Paul Levine, 86, New York City
"Two months later, I'm still short of breath standing up."
When I first began experiencing tremendous fatigue and shortness of breath, in mid-March, my first fear wasn't that I had come down with COVID-19: It was that I was having a relapse of CLL [chronic lymphocytic leukemia], the blood cancer I'd been successfully treated for in 2006. But when I called my oncologist, he asked me a strange question: How did my food taste? When I told him everything tastes terrible, he instructed me to go the hospital. My son drove me to Mount Sinai West in New York City, where I tested positive for COVID-19.
I don't remember much after being admitted. I know I had a high fever, and I wasn't coherent. A couple days later, when my temperature came down, they sent me home.
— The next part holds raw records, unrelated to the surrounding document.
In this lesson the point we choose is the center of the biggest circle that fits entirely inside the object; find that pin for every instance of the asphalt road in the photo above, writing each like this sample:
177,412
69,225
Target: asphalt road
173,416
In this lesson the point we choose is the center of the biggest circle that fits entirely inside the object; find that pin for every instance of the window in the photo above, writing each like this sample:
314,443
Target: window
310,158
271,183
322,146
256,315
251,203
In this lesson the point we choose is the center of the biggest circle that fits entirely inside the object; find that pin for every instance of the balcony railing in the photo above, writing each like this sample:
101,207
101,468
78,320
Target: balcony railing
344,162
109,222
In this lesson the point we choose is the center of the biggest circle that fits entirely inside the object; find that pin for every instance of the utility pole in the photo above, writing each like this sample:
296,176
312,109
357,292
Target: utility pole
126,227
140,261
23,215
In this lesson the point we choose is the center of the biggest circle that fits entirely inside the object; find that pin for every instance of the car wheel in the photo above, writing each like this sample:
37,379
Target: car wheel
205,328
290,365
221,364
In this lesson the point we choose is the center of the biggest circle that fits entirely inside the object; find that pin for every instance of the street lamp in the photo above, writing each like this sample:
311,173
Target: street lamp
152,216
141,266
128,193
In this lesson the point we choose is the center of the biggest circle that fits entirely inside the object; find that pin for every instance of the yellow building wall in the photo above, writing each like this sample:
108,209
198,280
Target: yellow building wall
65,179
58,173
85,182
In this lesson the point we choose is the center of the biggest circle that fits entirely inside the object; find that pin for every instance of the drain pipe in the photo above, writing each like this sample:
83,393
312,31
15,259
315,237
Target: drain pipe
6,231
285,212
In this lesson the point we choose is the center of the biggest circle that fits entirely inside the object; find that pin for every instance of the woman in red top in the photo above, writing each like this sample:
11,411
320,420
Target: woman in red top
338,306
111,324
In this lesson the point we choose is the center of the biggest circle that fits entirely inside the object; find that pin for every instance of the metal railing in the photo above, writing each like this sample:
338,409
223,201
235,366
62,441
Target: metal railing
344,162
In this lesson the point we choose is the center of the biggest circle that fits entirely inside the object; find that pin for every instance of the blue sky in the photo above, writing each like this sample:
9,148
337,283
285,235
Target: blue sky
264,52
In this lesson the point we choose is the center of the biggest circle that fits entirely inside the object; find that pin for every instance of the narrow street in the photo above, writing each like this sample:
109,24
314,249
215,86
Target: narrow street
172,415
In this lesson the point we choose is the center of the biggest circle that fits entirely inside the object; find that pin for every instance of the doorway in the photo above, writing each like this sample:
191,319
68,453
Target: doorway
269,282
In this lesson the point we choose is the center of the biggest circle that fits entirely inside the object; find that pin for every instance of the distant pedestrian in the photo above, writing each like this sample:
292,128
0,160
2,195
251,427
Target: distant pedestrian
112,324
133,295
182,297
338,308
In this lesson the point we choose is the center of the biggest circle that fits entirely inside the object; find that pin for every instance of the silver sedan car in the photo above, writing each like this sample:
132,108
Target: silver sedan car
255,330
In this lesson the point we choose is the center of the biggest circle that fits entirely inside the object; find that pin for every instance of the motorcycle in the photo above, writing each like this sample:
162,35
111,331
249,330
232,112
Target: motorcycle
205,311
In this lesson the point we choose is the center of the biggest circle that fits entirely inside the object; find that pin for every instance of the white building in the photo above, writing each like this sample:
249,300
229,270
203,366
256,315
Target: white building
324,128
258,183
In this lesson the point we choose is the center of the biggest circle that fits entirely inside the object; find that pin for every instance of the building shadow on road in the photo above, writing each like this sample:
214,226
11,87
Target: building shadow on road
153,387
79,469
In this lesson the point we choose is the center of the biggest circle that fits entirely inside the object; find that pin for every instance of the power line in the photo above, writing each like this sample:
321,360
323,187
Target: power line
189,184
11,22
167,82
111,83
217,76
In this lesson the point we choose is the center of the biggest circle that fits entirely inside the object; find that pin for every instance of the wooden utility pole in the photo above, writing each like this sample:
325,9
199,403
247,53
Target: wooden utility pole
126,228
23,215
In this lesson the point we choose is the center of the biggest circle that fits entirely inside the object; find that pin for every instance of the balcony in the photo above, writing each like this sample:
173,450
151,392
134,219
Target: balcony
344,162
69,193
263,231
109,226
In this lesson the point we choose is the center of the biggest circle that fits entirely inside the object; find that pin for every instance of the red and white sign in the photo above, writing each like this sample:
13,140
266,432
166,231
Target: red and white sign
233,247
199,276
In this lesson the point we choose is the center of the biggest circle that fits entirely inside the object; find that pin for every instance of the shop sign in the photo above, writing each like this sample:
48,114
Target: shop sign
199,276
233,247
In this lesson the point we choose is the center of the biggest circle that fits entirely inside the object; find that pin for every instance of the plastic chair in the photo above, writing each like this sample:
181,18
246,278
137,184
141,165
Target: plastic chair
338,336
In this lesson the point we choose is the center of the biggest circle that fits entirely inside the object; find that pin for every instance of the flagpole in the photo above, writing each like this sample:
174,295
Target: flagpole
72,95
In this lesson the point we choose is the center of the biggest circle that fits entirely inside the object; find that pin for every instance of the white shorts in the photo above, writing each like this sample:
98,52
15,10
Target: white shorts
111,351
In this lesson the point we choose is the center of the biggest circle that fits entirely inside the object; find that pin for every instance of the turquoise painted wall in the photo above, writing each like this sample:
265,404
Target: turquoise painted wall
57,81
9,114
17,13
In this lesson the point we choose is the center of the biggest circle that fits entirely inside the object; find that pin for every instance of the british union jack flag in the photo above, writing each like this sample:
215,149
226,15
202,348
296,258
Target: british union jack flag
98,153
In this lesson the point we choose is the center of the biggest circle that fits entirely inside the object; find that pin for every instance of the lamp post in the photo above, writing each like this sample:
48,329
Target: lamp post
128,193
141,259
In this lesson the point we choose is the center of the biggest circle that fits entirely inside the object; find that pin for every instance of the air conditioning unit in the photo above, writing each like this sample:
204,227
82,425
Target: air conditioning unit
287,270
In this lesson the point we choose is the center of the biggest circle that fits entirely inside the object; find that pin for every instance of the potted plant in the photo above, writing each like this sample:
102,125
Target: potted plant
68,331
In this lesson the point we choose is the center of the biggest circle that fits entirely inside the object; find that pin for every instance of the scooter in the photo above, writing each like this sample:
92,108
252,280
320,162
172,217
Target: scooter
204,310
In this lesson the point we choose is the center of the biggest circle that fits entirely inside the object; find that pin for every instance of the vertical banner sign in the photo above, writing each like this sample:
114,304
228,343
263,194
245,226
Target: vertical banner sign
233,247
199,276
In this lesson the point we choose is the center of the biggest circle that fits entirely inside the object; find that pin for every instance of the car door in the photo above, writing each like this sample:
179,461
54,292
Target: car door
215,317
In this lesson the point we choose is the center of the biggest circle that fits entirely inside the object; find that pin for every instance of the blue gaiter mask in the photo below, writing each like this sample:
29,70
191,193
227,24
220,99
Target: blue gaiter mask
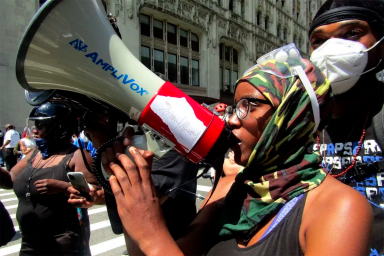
43,146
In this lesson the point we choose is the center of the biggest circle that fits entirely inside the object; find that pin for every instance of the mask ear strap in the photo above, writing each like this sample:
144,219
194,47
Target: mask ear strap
373,46
298,70
369,70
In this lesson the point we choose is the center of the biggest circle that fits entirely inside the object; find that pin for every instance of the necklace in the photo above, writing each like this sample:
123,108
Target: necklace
359,145
33,171
323,136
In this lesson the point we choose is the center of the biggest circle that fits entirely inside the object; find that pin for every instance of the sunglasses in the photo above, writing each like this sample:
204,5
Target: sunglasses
243,107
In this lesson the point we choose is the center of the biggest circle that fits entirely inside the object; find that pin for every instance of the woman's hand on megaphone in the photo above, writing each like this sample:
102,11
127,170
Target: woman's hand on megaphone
137,203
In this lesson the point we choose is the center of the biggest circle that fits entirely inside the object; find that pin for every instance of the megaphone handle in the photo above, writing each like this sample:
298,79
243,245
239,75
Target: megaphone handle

Three days later, I fell in the bathroom and was so weak I couldn't stand up. My wife, Sondra, called 911 and the ambulance brought me to Mount Sinai East, where I was put on oxygen and IV fluids.
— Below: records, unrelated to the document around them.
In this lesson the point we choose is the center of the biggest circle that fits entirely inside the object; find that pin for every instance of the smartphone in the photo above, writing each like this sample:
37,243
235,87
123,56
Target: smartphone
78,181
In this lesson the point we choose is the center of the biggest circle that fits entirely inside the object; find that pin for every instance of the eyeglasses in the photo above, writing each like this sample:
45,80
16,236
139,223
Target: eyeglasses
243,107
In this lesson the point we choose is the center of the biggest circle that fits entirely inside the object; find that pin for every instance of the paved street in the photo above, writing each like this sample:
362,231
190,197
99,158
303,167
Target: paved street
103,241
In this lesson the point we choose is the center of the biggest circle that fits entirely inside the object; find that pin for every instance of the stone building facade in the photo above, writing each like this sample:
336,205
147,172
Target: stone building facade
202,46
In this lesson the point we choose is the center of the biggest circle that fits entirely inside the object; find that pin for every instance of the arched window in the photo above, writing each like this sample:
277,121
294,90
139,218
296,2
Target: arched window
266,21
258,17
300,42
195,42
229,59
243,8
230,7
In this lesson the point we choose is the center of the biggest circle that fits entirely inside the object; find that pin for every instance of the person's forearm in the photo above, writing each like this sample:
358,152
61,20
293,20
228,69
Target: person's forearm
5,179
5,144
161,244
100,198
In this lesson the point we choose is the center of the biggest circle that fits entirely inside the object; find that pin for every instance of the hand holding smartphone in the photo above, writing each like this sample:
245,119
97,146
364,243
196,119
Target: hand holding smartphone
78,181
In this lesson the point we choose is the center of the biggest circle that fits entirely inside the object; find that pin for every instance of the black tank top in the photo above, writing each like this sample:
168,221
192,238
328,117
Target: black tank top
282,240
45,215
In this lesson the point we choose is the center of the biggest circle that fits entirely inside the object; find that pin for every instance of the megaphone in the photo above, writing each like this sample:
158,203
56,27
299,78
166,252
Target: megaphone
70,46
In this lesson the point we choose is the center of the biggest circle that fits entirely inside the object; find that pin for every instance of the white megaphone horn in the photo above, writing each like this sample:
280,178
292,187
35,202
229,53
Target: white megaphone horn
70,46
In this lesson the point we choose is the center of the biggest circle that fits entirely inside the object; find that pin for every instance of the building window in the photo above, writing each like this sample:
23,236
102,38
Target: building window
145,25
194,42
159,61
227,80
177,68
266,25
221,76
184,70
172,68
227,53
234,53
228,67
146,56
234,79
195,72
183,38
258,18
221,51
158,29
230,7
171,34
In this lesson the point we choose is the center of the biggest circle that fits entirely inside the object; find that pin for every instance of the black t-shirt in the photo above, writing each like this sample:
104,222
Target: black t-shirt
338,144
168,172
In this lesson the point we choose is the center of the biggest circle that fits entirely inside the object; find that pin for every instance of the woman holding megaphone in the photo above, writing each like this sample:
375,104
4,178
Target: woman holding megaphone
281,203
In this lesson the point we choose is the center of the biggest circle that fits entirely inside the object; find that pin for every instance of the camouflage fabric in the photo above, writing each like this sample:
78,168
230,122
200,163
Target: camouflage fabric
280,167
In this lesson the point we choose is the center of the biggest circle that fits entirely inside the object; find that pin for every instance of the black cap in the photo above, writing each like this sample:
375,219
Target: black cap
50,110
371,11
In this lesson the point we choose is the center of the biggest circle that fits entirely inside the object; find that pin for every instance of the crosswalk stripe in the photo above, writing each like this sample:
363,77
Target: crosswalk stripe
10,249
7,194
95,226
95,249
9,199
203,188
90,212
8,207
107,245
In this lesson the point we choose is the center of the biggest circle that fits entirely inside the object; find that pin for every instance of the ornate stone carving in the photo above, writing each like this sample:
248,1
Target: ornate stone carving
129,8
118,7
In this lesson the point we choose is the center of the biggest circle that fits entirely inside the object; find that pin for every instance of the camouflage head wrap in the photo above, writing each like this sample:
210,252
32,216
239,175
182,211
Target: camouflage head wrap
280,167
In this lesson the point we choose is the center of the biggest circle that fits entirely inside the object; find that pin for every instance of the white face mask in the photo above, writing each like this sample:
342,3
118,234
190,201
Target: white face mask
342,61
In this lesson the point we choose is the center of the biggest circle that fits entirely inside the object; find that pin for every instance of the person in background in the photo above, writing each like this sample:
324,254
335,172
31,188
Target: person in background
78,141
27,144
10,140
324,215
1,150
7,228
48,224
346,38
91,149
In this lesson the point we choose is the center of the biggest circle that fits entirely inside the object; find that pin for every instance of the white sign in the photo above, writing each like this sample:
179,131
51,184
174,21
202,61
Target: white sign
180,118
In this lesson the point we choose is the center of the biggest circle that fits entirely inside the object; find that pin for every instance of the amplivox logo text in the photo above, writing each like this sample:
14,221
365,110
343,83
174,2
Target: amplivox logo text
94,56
It was weird. As an 86-year-old cancer survivor with diabetes, death was already something always in the back of my mind before the virus arrived. About a year earlier, I'd pulled together a will and some other estate planning, and I kept wondering if I'd put it together right because I didn't want to leave a mess behind for everyone. With COVID-19, I really felt like I wanted to die. I didn't sleep, and I didn't want to eat. All I wanted was to go home and be with Sondra. She called several times a day, but I was so out of it I don't even remember speaking with her.
By the time they discharged me from the hospital two weeks later, I weighed 127 pounds. Mount Sinai has a visiting nurse program, so they sent someone to check on me three days a week. Sondra cooked all my favorite foods — mushroom and barley soup, short ribs — but it took a while to get my appetite back. Even today, more than two months later, I still haven't fully recovered. I'm on oxygen, and even just standing up I experience shortness of breath. Sondra and I take daily walks, but I need to rest after just several blocks. The irony is my wife and I think I contracted the virus at the gym, which was the only place where I would go after starting to self-isolate at home in early March.
We both underwent antibody testing and we both had them, which suggests that Sondra also came down with the disease but was asymptomatic. This disease is so puzzling, and worrisome. There's so much we still don't know about it, including why some of us experience such severe symptoms we need to be hospitalized, while others have only mild cases, or no signs of the virus at all. I see everyone around me getting impatient and wanting to open up the city immediately. We need to take it slowly.